Beta version

New Zealand's Privacy Act Compliance

Please note that the information provided below is not intended as legal advice and we cannot be held legally responsible for it. We have sought legal counsel and the content on this page reflects our interpretation of the law. If you have any concerns about compliance with the New Zealand Privacy Act, we recommend sharing this page with your legal team.

The New Zealand Privacy Act is a law that sets out principles that regulate the collection, use, and disclosure of personal information by organisations in New Zealand. It applies to all types of organisations, including government agencies, businesses, and non-profit organisations.

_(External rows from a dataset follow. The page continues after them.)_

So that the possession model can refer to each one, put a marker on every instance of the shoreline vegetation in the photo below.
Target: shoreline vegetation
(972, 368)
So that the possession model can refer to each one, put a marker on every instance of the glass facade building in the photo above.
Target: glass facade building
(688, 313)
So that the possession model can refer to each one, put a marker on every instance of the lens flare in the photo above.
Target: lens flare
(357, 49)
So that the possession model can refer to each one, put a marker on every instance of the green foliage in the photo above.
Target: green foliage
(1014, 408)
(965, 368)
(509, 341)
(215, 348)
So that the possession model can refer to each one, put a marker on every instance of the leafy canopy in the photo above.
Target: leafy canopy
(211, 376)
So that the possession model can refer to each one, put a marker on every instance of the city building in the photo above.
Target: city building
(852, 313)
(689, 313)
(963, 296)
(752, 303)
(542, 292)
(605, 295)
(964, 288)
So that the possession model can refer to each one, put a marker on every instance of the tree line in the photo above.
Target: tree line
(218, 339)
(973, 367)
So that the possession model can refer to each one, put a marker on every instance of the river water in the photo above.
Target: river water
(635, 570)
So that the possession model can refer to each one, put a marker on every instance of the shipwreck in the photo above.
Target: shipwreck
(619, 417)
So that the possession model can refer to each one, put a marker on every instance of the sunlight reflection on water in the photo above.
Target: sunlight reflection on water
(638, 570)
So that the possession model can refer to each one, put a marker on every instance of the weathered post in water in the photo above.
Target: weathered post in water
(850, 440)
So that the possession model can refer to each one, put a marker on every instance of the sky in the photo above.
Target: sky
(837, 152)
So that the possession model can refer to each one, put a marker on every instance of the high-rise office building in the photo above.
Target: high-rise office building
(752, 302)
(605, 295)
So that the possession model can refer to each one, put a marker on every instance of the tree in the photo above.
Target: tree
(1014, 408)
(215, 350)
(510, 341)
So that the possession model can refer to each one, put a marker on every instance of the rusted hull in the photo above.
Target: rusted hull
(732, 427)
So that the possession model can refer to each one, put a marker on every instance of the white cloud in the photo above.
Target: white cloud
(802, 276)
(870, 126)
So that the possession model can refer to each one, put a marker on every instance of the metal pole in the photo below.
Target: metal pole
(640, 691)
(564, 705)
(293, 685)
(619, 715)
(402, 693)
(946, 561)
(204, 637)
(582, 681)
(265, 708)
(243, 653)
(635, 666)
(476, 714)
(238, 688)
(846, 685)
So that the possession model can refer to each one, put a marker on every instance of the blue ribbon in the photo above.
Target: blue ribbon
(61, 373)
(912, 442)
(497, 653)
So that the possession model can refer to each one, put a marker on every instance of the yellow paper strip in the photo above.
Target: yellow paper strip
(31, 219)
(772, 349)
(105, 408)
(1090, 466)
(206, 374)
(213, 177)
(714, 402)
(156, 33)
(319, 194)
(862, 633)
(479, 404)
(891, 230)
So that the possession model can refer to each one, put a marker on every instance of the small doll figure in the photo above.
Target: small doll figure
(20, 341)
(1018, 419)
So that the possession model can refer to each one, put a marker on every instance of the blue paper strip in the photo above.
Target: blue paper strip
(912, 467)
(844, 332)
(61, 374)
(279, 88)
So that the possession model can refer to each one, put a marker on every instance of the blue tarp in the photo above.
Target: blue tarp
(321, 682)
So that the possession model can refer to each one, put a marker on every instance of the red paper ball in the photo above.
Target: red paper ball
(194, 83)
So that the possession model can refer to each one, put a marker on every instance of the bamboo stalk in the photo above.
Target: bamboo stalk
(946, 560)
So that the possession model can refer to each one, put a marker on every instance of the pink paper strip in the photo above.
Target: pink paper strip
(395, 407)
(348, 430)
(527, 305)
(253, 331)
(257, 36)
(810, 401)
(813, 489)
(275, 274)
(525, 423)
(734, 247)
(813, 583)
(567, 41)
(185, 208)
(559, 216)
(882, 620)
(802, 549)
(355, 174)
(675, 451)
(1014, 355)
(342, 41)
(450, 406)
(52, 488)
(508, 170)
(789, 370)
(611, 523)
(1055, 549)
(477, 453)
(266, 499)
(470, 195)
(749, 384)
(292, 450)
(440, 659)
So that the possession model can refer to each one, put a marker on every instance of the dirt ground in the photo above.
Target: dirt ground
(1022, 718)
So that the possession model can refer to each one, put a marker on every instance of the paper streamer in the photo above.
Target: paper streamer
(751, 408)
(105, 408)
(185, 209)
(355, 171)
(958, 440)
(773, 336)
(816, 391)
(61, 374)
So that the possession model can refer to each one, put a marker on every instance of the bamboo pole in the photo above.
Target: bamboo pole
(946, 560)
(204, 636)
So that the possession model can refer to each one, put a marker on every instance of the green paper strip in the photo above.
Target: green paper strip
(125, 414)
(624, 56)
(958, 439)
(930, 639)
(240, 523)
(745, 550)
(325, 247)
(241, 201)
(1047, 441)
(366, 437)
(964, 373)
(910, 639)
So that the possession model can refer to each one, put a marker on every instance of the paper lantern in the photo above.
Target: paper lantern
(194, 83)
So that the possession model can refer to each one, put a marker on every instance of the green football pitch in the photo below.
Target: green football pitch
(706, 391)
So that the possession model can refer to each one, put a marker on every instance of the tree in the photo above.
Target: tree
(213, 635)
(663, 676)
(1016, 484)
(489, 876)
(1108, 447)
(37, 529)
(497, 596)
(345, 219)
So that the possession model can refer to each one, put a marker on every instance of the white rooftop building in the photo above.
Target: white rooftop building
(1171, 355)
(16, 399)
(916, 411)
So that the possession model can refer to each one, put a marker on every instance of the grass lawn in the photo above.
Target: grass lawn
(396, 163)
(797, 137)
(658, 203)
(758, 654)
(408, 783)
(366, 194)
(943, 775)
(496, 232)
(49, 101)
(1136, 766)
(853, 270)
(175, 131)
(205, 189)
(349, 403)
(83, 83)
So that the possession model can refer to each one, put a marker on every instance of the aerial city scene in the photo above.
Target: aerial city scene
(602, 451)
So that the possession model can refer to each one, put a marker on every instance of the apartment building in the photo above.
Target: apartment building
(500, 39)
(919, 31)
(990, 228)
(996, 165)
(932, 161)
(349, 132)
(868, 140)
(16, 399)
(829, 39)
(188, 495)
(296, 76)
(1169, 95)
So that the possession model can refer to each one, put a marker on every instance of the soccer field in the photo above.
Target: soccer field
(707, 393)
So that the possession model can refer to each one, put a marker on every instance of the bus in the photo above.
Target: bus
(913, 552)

The Act sets out 12 privacy principles that organisations must follow when collecting, using, and disclosing personal information. These principles cover areas such as the collection of personal information, the use and disclosure of personal information, and the storage and security of personal information. The Act also gives individuals the right to access and correct their personal information, and to make a complaint if they believe their privacy has been violated.

Do I need to comply with New Zealand Privacy Act?

Under the New Zealand Privacy Act, organisations must comply with the Act when they collect, use, or disclose personal information in the course of business. This includes any activity that involves handling personal information, whether it is done online or offline, and whether it is done by a company based in New Zealand or overseas.

Organisations must also comply with the Act when they store or hold personal information, even if they do not actively use or disclose the information.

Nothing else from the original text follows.